Selenocosmia crassipes, synonym Phlogius crassipes, also known as the "Queensland whistling tarantula", "barking spider" or "bird-eating tarantula" is a species of tarantula native to the east coast of Queensland, Australia. The name "whistling tarantula" comes from its ability to produce a hissing noise when provoked, a trait it shares with other Australian theraphosids. This hissing is produced by the spider stridulating a patch of setae associated with its chelicerae. It has also been called the "eastern tarantula". The species name crassipes is Latin for "fat leg" referring to the relatively fat front legs.

Selenocosmia crassipes can attain legspans of up to 22 cm. Its body length, from eyes to the rear of its abdomen, measures between 6 and 9 cm, making it the largest Australian tarantula.

==Description==
The thick footed tarantula has powerful long venomous fangs that can grow up to 1 cm long. Its body is 6 cm with a leg span of 16 cm so smaller than the size of a man's hand. Identification is relatively simple as this very large spider has thicker front legs than back legs. It is recognized as the largest spider in Australia. Due to the hissing sound the spider makes when approached, it has acquired the nickname "barking spider", sometimes "hissing spider". This species is quite shy and normally does not wander far from its burrow. Females live up to thirty years, males up to eight years.

===Venom===
The bite from an Eastern tarantula is not fatal to a human, but can cause up to six hours of vomiting. The venom can cause death to a dog or cat within thirty minutes.

In May 2010 a scientist living near Cooktown, Queensland, was bitten on her right index finger and experienced symptoms never reported before in research literature. The finger became swollen and very sensitive to touch within one hour. "The pain was so intense that sleep that night was impossible. Fifteen hours post-bite, the adjoining finger and upper hand were also swollen and painful." The pain and swelling were limited to the hand and lower arm only (and not systemic as previously reported) and she reported that they had both eased after 26 hours. Photos were taken at various stages of the swelling.

===Diet===
Despite the sometimes used common names bird-eating spider and bird spider, this nocturnal ground dwelling species is not likely to ever encounter or feed on birds. These spiders predominantly feed upon invertebrates including insects and other spiders. Small vertebrates such as geckos, skinks and frogs are also part of the diet.

==Taxonomy==

Selenocosmia crassipes was first described by Ludwig Koch in 1874, as Phrictus crassipes. It was subsequently transferred to the genus Phlogius by Simon in 1887 as the genus name Phrictus was already applied to a group of lanternflies. However Simon did not change the diagnosis or description, just gave the species a unique genus name. In 1895, Pocock did not show a way to differentiate Phlogius and Selenocosmia, then in 1900, Pocock labelled Phlogius as a synonym of Selenocosmia. In 1982, the Australian arachnologist Barbara York Main recognised the Australian taxa as Selenocosmia. In 1995, Günter Schmidt transferred the species back to the genus Phlogius, however the transfer of the Australian fauna from Selenocosmia to Phlogius was rejected by Raven 2000, argued that Schmidt had not compared the holotype specimens of both genera. Therefore the World Spider Catalog only recognises Phlogius as a junior synonym. As all previous taxonomic revisions of this group have been based on morphology only, molecular data will likely be required to settle this debate.

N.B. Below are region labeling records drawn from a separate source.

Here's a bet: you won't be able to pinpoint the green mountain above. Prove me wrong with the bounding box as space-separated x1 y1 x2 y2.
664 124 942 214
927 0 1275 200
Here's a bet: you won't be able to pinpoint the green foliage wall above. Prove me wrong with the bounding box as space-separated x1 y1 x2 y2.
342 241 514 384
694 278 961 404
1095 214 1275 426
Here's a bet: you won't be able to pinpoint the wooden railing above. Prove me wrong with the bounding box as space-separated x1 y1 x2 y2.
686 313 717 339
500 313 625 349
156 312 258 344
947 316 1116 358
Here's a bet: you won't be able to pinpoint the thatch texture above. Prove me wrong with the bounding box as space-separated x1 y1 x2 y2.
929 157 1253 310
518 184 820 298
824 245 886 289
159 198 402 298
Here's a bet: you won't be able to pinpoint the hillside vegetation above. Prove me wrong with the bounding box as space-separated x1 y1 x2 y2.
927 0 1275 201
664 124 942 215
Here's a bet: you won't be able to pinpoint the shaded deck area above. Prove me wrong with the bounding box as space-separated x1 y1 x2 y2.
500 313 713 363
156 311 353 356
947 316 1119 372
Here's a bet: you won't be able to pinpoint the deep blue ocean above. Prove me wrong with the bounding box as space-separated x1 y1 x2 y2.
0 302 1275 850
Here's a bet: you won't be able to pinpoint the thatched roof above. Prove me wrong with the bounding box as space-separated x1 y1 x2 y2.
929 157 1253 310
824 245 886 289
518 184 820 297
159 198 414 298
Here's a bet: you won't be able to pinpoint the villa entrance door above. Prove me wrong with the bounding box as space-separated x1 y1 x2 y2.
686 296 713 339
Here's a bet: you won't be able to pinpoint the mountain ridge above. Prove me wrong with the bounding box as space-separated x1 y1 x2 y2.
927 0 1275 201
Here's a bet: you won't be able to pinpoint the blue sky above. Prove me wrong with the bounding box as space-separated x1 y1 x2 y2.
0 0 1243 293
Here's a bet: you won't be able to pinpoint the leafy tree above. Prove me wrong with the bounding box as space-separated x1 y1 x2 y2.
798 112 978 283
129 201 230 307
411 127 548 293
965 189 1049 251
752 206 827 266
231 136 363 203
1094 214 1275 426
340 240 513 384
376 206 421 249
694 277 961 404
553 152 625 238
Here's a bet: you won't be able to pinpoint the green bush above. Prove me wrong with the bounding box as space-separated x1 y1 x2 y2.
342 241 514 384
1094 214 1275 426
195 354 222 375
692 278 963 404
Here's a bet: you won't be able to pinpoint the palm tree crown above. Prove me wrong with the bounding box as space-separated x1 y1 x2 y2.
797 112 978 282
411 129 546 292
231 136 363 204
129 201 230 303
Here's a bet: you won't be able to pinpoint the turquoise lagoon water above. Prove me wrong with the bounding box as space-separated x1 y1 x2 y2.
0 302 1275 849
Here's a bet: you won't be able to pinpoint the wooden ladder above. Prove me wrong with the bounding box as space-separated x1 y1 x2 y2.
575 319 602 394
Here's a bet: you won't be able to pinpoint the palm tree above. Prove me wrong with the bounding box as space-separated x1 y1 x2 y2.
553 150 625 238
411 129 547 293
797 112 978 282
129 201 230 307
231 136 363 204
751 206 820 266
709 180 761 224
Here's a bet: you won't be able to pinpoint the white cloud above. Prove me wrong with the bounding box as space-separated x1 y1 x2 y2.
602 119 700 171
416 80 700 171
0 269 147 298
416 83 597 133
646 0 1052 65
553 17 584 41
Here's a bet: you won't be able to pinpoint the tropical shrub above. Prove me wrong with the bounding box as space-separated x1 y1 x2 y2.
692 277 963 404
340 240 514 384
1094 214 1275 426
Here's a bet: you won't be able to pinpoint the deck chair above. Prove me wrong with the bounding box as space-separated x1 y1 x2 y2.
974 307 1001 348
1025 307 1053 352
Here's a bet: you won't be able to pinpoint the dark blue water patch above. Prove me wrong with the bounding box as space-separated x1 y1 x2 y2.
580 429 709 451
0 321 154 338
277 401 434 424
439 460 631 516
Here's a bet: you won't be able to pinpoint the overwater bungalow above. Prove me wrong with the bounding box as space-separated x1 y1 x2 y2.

==Distribution and habitat==
Selenocosmia crassipes is found throughout North Queensland and is a burrowing arachnid, living underground in burrows, which can be up to 1 m deep, but might be forced into the open during periods of heavy rain. Young spiders find natural burrows under rocks or roots. Adults expand their burrows up to 2 m lined with silk with a tunnel off the main tunnel going upwards to a chamber with an air pocket sufficient to last a few days. It lives in rainforests and gullies or other sheltered cooler spots in open forests along the Queensland Central coast. It is also found in and around gardens or other plant life.

==As a pet==
Selenocosmia crassipes is a fast-growing spider and widely sought after as a pet. It is harvested from the wild, often illegally, which is a threat to its natural population.